Everything in life conspires to push you into the center, and not just politically. The center is the realm of compromise. Getting along with other people is an important skill to have, but it comes with a danger: by always seeking the path of least resistance, the path of conciliation, you forget who you are, and you sink into the center with everyone else. Instead see yourself as a fighter, an outsider surrounded by enemies. Constant battle will keep you strong and alert. It will help to define what you believe in, both for yourself and for others. Do not worry about antagonizing people; without antagonism there is no battle, and without battle, there is no chance of victory. Do not be lured by the need to be liked: better to be respected, even feared. Victory over your enemies will bring you a more lasting popularity. [all emphasis mine]
The only thing that I can add to that is that whenever you compromise, you give away a part of yourself. Too much compromise, and you will have given too much of yourself away.

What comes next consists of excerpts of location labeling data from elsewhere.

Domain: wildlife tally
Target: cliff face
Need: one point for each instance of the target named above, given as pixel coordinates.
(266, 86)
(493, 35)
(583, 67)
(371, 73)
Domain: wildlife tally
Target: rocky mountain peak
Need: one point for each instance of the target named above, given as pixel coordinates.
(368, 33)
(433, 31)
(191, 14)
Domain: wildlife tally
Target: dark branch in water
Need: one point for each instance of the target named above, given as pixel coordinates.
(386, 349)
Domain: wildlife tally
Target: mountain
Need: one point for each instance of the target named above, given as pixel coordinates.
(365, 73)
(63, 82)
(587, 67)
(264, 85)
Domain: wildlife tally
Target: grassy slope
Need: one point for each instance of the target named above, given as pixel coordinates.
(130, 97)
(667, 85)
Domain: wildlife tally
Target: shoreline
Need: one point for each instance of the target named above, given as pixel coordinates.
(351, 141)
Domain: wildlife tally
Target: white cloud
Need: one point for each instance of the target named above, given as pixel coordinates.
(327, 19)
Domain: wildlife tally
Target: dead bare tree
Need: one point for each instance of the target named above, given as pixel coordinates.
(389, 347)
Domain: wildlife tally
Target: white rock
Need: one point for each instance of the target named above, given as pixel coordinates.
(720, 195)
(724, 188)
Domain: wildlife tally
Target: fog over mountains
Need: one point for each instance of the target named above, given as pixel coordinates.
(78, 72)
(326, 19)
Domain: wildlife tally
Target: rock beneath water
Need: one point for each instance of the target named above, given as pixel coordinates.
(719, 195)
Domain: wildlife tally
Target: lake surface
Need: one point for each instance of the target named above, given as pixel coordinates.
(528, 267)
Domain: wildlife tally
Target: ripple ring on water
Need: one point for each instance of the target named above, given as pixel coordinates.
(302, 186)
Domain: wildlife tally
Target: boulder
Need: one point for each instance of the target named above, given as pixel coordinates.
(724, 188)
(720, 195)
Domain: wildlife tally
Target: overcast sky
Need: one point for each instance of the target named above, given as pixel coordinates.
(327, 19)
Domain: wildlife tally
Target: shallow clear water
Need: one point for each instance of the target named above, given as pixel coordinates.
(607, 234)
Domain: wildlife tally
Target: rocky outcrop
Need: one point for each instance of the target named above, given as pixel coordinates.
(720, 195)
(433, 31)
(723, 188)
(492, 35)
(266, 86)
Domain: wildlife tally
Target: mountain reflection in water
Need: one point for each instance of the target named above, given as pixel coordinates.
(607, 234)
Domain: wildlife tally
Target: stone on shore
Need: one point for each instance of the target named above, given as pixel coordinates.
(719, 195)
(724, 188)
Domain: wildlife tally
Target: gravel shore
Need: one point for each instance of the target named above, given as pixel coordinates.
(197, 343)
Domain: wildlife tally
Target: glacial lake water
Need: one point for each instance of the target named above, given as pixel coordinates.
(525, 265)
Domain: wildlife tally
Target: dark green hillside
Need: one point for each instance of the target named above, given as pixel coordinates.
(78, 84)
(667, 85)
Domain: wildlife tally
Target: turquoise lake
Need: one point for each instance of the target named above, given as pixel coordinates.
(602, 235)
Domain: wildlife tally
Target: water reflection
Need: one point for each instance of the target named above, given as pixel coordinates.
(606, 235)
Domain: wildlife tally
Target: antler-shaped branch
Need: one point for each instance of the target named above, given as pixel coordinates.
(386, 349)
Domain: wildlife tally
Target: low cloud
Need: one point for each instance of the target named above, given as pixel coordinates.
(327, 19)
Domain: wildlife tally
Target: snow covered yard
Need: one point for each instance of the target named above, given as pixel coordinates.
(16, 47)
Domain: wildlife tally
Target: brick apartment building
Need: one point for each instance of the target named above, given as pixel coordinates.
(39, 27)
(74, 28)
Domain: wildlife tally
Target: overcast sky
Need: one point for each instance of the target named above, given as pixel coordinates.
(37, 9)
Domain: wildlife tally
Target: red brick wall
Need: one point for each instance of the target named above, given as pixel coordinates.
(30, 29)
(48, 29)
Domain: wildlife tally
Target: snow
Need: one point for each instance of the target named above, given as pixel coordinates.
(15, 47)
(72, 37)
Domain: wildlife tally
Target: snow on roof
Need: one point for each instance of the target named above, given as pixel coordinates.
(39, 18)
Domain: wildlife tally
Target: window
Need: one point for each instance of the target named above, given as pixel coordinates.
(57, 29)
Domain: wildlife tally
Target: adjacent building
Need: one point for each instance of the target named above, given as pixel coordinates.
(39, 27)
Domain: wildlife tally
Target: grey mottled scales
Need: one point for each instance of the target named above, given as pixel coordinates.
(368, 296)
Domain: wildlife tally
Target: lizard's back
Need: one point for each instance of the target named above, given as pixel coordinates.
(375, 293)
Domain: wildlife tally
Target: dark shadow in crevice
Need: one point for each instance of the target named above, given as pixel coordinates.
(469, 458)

We as conservatives need to stick to our principles. To Hell with the people who hate us; they'll never like us, no matter what we do. They have proven their enmity to us, and they will never be our friends. Why continue to reach out to them when we know that they will bite us like a rabid dog?
Was Romney a good candidate? I'll answer with, "Good enough". Definitely better than the alternative, but that's a pretty low bar to be jumping over.
Did he run a good campaign? Ah, now, that's a different question. Some of the things that happened, I didn't personally agree with, but I could see the thinking behind it. The ultimate answer, however, is "not good enough".
We need to start working on winning the midterms in 2014, and blocking what we can legislatively, turning Obama into the lamest duck in American history.